For this reason, next are described two algorithms for count data with an excess of zeros proposed by Mathlouthi et al. (2019) and applied by Montesinos-López et al. (2021) for genomic prediction. The first algorithm is called zero-altered Poisson random forests (ZAP_RF) and the other is called zero-altered Poisson custom random forest (ZAPC_RF), both algorithms [zero-altered Poisson (ZAP) regression models], assumed that Y = 0 with probability θ (0 ≤ θ < 1), and that Y follows a zero-truncated Poisson distribution with parameter μ (μ > 0), given that Y > 0 (Mathlouthi et al. 2019). That is, they are based on the ZAP random variable

$$ P\left(Y=y\right)=\left\{\begin{array}{c}\theta \kern9.5em y=0\\ {}\frac{\left(1-\theta \right)\exp \left(-\mu \right){\mu}^y}{\left(1-\exp \left(-\mu \right)\right)y!}\kern1em y>0\end{array}\right. $$

The mean and variance for ZAP are

$$ E(Y)=\frac{\left(1-\theta \right)\exp \left(-\mu \right)}{\left(1-\exp \left(-\mu \right)\right)}\mathrm{and}\ \mathrm{Var}(Y)=\frac{\left(1-\theta \right)}{\left(1-\exp \left(-\mu \right)\right)}\left(\mu +{\mu}^2\right)-{\left(\frac{\left(1-\theta \right)}{\left(1-\exp \left(-\mu \right)\right)}\mu \right)}^2 $$

In general, zero-altered models are two-part models, where the first part is a logistic model, and the second part is a truncated count model. However, under the ZAP_RF and ZAPC_RF, instead of assuming a linear predictor (like ZAP regression models), it is assumed that the links between the covariates and the responses (Mathlouthi et al. 2019) through μ and θ are given by nonparametric link functions like

$$ \log \left(\mu \right)={f}_{\mu}\left(\boldsymbol{x}\right)\ \mathrm{and}\ \log \left(\frac{\theta }{1-\theta}\right)={f}_{\theta}\left(\boldsymbol{x}\right), $$
(15.1)

where fμ and fθ are general unknown link functions. A general nonparametric and flexible procedure can be used to estimate fμ and fθ in (15.1). However, here we used a random forest in two steps instead of a parametric model:

Step 1. Zero model. Fit a binary RF to the response I(Y = 0), that is, the binary variable takes a value of 1 if Y = 0 and a value of 0 if Y > 0. This model produces estimates of \( \hat{\theta} \).

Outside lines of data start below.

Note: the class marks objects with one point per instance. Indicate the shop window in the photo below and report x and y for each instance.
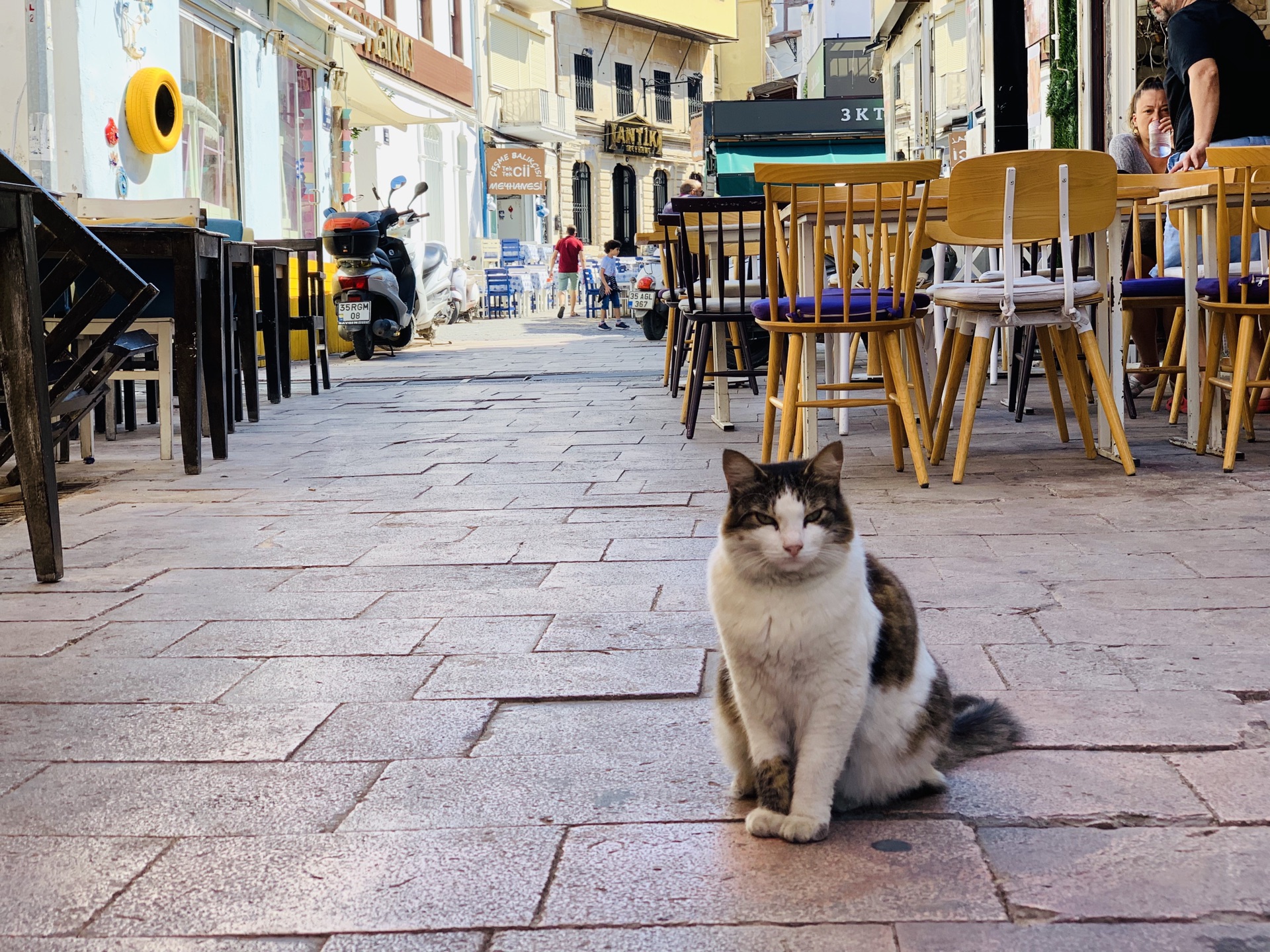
(582, 200)
(517, 58)
(662, 89)
(296, 131)
(433, 173)
(625, 88)
(583, 92)
(208, 140)
(426, 19)
(661, 190)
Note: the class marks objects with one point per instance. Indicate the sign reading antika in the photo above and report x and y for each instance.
(633, 136)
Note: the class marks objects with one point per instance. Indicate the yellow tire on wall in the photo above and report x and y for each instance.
(153, 110)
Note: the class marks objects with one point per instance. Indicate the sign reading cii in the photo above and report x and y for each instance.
(633, 136)
(516, 172)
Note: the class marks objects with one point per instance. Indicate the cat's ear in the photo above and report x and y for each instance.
(827, 465)
(740, 470)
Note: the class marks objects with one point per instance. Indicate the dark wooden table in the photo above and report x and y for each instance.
(200, 338)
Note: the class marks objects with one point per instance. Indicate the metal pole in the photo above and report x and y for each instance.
(40, 95)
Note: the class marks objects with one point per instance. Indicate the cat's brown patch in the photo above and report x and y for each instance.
(896, 653)
(937, 715)
(775, 782)
(727, 698)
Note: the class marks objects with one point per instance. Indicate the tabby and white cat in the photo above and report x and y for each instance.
(827, 696)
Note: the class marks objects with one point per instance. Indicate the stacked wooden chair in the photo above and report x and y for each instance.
(1238, 323)
(799, 307)
(1013, 200)
(48, 393)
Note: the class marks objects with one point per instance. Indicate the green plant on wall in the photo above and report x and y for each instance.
(1061, 104)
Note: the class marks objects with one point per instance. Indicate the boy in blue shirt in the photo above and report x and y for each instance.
(609, 286)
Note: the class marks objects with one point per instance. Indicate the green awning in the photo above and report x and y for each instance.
(740, 158)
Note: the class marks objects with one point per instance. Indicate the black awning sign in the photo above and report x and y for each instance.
(633, 136)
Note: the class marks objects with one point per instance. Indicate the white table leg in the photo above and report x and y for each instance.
(1111, 333)
(165, 368)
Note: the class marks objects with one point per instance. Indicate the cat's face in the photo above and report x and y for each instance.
(786, 521)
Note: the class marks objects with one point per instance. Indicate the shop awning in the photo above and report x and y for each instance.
(740, 158)
(371, 106)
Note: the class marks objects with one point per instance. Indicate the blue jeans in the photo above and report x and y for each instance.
(1174, 239)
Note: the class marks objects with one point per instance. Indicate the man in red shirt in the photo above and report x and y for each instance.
(570, 255)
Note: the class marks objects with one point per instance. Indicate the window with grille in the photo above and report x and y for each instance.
(661, 190)
(583, 91)
(426, 19)
(625, 88)
(662, 91)
(582, 198)
(456, 30)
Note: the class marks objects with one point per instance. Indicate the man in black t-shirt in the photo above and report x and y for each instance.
(1217, 78)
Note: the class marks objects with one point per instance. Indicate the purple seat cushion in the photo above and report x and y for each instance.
(1259, 288)
(1154, 287)
(831, 306)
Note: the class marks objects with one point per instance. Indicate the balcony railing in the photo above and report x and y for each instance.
(538, 113)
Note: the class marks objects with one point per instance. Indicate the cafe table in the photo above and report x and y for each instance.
(1197, 207)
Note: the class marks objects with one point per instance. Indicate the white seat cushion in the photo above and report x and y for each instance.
(1032, 292)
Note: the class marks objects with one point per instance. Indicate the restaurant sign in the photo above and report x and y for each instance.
(633, 136)
(516, 172)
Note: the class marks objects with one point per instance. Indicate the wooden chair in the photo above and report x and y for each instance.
(1236, 321)
(1160, 292)
(883, 317)
(713, 234)
(1016, 198)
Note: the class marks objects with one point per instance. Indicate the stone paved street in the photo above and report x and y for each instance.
(426, 666)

Step 2. Truncated model. Fit an RF using only the positive (Y > 0) observations. Assume there are N+ such observations denoted by \( {Y}_1^{+},\dots, {Y}_{N^{+}}^{+} \). This model produces estimates of \( \hat{\mu} \). However, to exploit the Poisson assumption, the splitting criteria used in the RF with the truncated part was derived from the zero-truncated Poisson likelihood that is equal to:

$$ L{L}^{+}=-{N}^{+}\log \left(1-\exp \left(-\mu \right)\right)+\log \left(\mu \right)\sum \limits_i^{N^{+}}{Y}_i^{+}-{N}^{+}\mu -\sum \limits_i^{N^{+}}\log \left({Y}_i^{+}!\right), $$
(15.2)

where LL+ is the log-likelihood function of a sample of a zero-truncated Poisson distribution. The estimate of μ is obtained by solving \( \frac{\partial L{L}^{+}}{\partial \mu }=0 \), which reduces to

$$ \frac{\sum \limits_i^{N^{+}}{Y}_i^{+}\ }{N^{+}}=\frac{\mu }{1-\exp \left(-\mu \right)} $$

For a given candidate split, the log-likelihood function given in (15.2) is computed separately in the two children nodes and the best split is the one that maximizes

$$ \hat{L{L}^{+}}\ \left(\mathrm{left}\ \mathrm{node}\right)+\hat{L{L}^{+}}\ \left(\mathrm{right}\ \mathrm{node}\right), $$

where \( \hat{L{L}^{+}} \) (left node) and \( \hat{L{L}^{+}} \) (right node) are the log-likelihood for each node.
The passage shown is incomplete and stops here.